For the past four years, seaweed harvester John Lewallen of Philo has led opposition to the MLPA process. Lewallen says the process is a corporate plot intended to divide ocean protectors, with the ultimate result being offshore oil drilling.
The waters offshore Mendocino County have long been a target for oil drilling and are being considered for drilling in a process headed by the Obama administration.
Lewallen is among those upset too, that sustainable ocean uses are lumped in with all other kinds of extraction.
Jim Martin, vice president of the Salmon Restoration Association, suggested the study funds. He points out that at a time the state is closing hundreds of revenue producing state parks, there is no state money available for a large number of underwater parks.
"Fishermen will support marine protected areas (MPAs) when they are based in science and have clear, quantifiable goals that are integrated into existing fishery management. However, without the commitment of public funds for the monitoring, evaluation and enforcement of the new network of MPAs, they become paper parks' protected in name only," said Martin.

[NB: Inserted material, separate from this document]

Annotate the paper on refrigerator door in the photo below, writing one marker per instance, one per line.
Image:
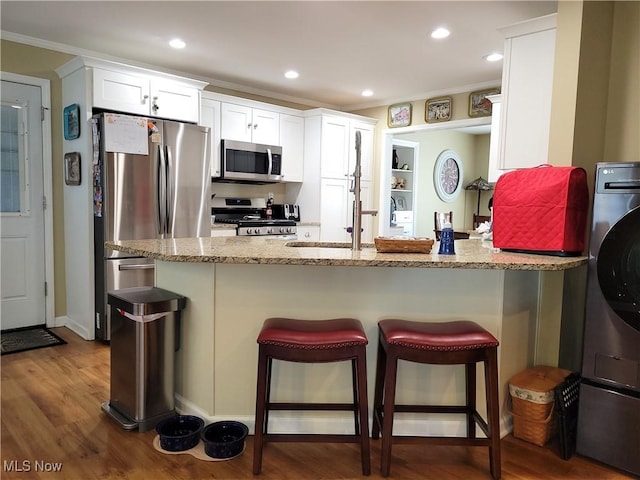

Martin is also a top official of the Recreation Fishing Association and a member of the Mendocino County Fish and Game Commission. He criticizes the cost of the program, which has multiplied exponentially since it was proposed. He said local impacts in loss of revenue for party boats and commercial fishermen would add greatly to the cost.
"We find the costs estimated to implement the MLPA are simply staggering: at minimum, $35 million per year. Budget concerns are an issue with every government entity in the state, and our county board of supervisors is very concerned about the job losses associated with these impacts to recreational and commercial fishing businesses," Martin said.
Perhaps most irksome to locals is that the MLPA process is not following open government rules. The Federal Energy Regulatory Commission (FERC) has allowed industry to plan its wave energy process in much the same way.
"Special interest groups have hijacked the MLPA," Martin said. "The Packard Foundation has picked up most of the tab for the public meetings and has influenced key policy decisions. Contracts with the MLPA initiative staff are not subject to legislative oversight or public scrutiny, as they would have been had the process been conducted under the Department of Fish and Game."
Martin says state law that requires DFG to take public input and come up with a preferred alternative has been violated by the public-private backroom nature of this process.
"The Department of Fish & Game has been completely marginalized in the MLPA process. The agreement between the governor and the Resources Legacy Fund Foundation stripped the DFG of its statutory role. This worked greatly to the disadvantage of the final regulatory package we have before us today," Martin said.
Cindy Arch, who has been involved in ocean preservation efforts locally for many years, worries that large-scale fishing and even fish farming could be among the motives of the private backers.
"Aquaculture is a big goal. Remember those cute little cards the Monterey Bay Aquarium (Packard) puts out telling folks which seafood is best' and which to avoid. I have a collection from over the years, and guess what? Farmed fish are now the majority of the best' fish to eat," Arch said.
"I find this focus on science policy interface' very disturbing as it is funded by the charitable arms of huge businesses. Look at how much money has been pumped into Silicon Valley to develop technology under the guise of national security, technology that is now being used to research and zone the oceans for the benefit of big business," Arch said.
The Ocean Protection Council, which has worked to defeat energy production in the ocean, has taken a stance against the MLPA as proposed for this area.
Many locals want local planning, not division of the ocean by corporate and state interests.
The Department of Fish and Game is in the early stages of planning local meetings, beginning with Portland, Ore.-based Ecotrust workshops for commercial and recreational fishermen June 22 and 23, and July 2.